The resultant system, which is now in place and will remain so until December 31, 2026, establishes a crucial but limited route for new applicants without an electronic birth certificate. This effort is more forensic than promotional in nature, as identity can only be proved through current NADRA records and the required biometric verification of immediate family members who are already enrolled in the system, in contrast to earlier initiatives that depended on widespread outreach. This means that married or single women must rely on their recorded parents—and, if relevant, their husbands—to confirm their ancestry. The system requires at least one registered sibling in addition to recognized parents for men over 24, a precaution meant to fortify the chain of verification.

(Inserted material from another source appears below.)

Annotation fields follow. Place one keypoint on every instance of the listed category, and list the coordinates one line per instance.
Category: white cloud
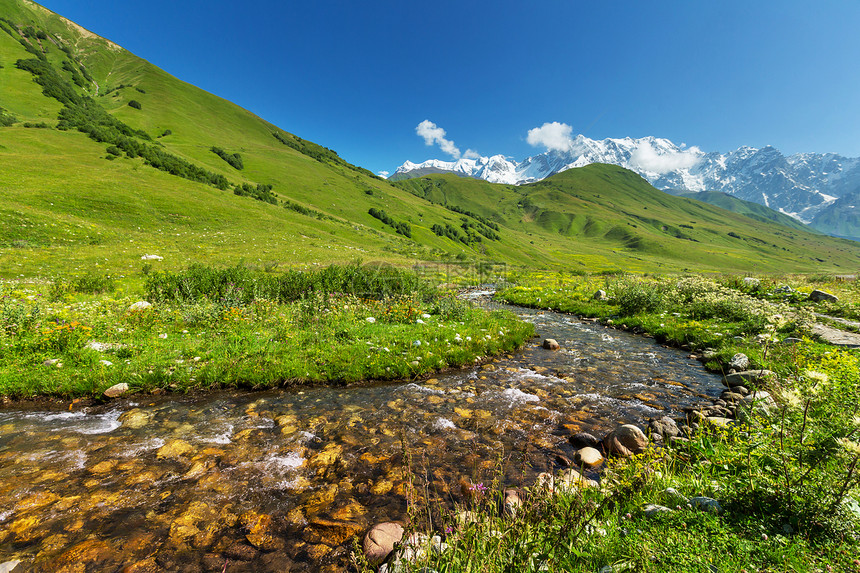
(646, 158)
(554, 136)
(434, 134)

According to NADRA investigators, the internal discussions were heated. Reducing paperwork requirements could lead to identity fraud vulnerabilities, several officials said. Others contended that there were considerably more serious long-term consequences for leaving out the unregistered, especially women, including as exclusion from social support programs, inheritance claims, voting registers, and cross-border movement. This conflict is reflected in the last mechanism, which allows exclusions only in situations when parents or spouses are digitally documented but have passed away, and even then, only after document-based linkage and multi-layered verification checks.

NADRA has also waived fees for Teslin non-smart CNICs issued under the Normal category for applicants covered by this facilitation, which is a significant step towards lowering financial deterrents. For families residing in districts whose paperwork and income levels fall short of national averages, officials said the decision is an effort to eliminate the final obstacle.

However, the stakes are much higher than administrative ease. It is crucial and crucial to be accurate at the moment of registration since once parentage, date of birth, and place of birth are recorded into the National Identity System, they cannot be changed. This issue has been underlined by NADRA in its internal messaging, which encourage eligible candidates to come forward while pushing field officers to exercise heightened scrutiny.

Whether or not communities that have been cut off from formal documentation systems trust the state sufficiently to interact with it will be a major factor in the initiative’s success as the 2026 deadline draws near. For now, officials believe the process is the most thorough attempt in years to bridge Pakistan’s last identification gap, which is defined by the stories of those who have been left out of a system that was designed to count everyone, rather than by numbers.